Sulawesi Selatan mencatat sejarah baru dalam upaya pengentasan kemiskinan dengan mencapai angka persentase terendah, yaitu 7,60%. Capaian ini merupakan hasil kerja keras selama enam tahun terakhir. Angka ini menandakan keberhasilan strategi pembangunan daerah yang berfokus pada kesejahteraan masyarakat secara merata.

Penurunan angka kemiskinan hingga titik terendah (7,60%) ini membuktikan efektivitas program-program Pemerintah Provinsi. Percepatan pengentasan kemiskinan telah dilakukan melalui intervensi ganda pada sektor-sektor kunci. Program ini meliputi bantuan sosial terpadu dan penciptaan lapangan kerja di pedesaan.

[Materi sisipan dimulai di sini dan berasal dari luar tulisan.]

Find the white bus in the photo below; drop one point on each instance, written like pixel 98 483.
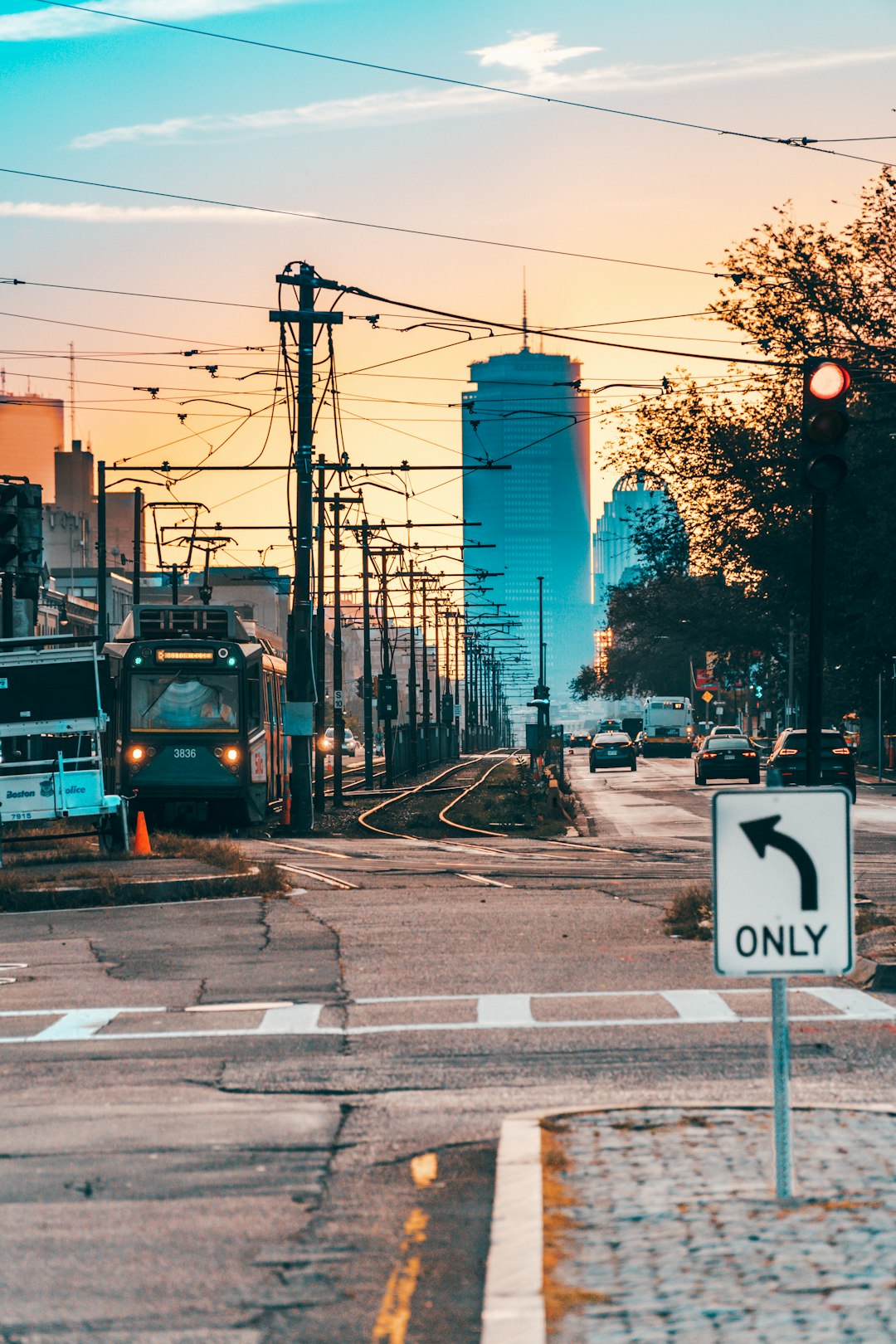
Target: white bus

Fokus utama dalam percepatan pengentasan kemiskinan di Sulawesi Selatan adalah pemberdayaan ekonomi lokal. Inisiatif kredit usaha rakyat (KUR) dan pelatihan keterampilan telah membuka akses masyarakat miskin ke modal dan pasar. Hal ini memungkinkan mereka untuk mandiri secara finansial dan berkelanjutan.

Peran sinergi antar-lembaga juga sangat krusial dalam keberhasilan ini. Pemerintah daerah, akademisi, sektor swasta, dan masyarakat bersatu padu menjalankan strategi pengentasan kemiskinan. Kolaborasi ini memastikan bahwa program bantuan mencapai target yang tepat dan tidak tumpang tindih.

Meskipun telah mencapai titik terendah (7,60%) dalam enam tahun, tantangan percepatan pengentasan kemiskinan masih ada. Perbedaan tingkat kemiskinan antar kabupaten/kota dan ketimpangan pendapatan perlu segera diatasi. Sulawesi Selatan harus menjaga momentum ini dengan kebijakan yang lebih terarah.

Pemerintah Provinsi Sulawesi Selatan kini menargetkan penurunan lebih lanjut dengan fokus pada kemiskinan ekstrem. Program-program inovatif akan terus digulirkan untuk menyentuh kelompok yang paling rentan. Komitmen terhadap pengentasan tetap menjadi prioritas utama agenda pembangunan daerah.

Keberhasilan mencapai 7,60% adalah bukti bahwa investasi pada manusia dan infrastruktur dasar memberikan hasil nyata. Percepatan pengentasan tidak hanya tentang angka, tetapi juga peningkatan kualitas hidup dan akses pendidikan yang lebih baik. Ini adalah fondasi masa depan yang lebih cerah.

Dengan mempertahankan komitmen dan strategi yang telah terbukti berhasil, Sulawesi Selatan optimis dapat mencapai target pengentasan kemiskinan yang lebih rendah lagi. Titik terendah (7,60%) ini adalah motivasi untuk terus bekerja keras mewujudkan kesejahteraan yang merata bagi seluruh masyarakatnya.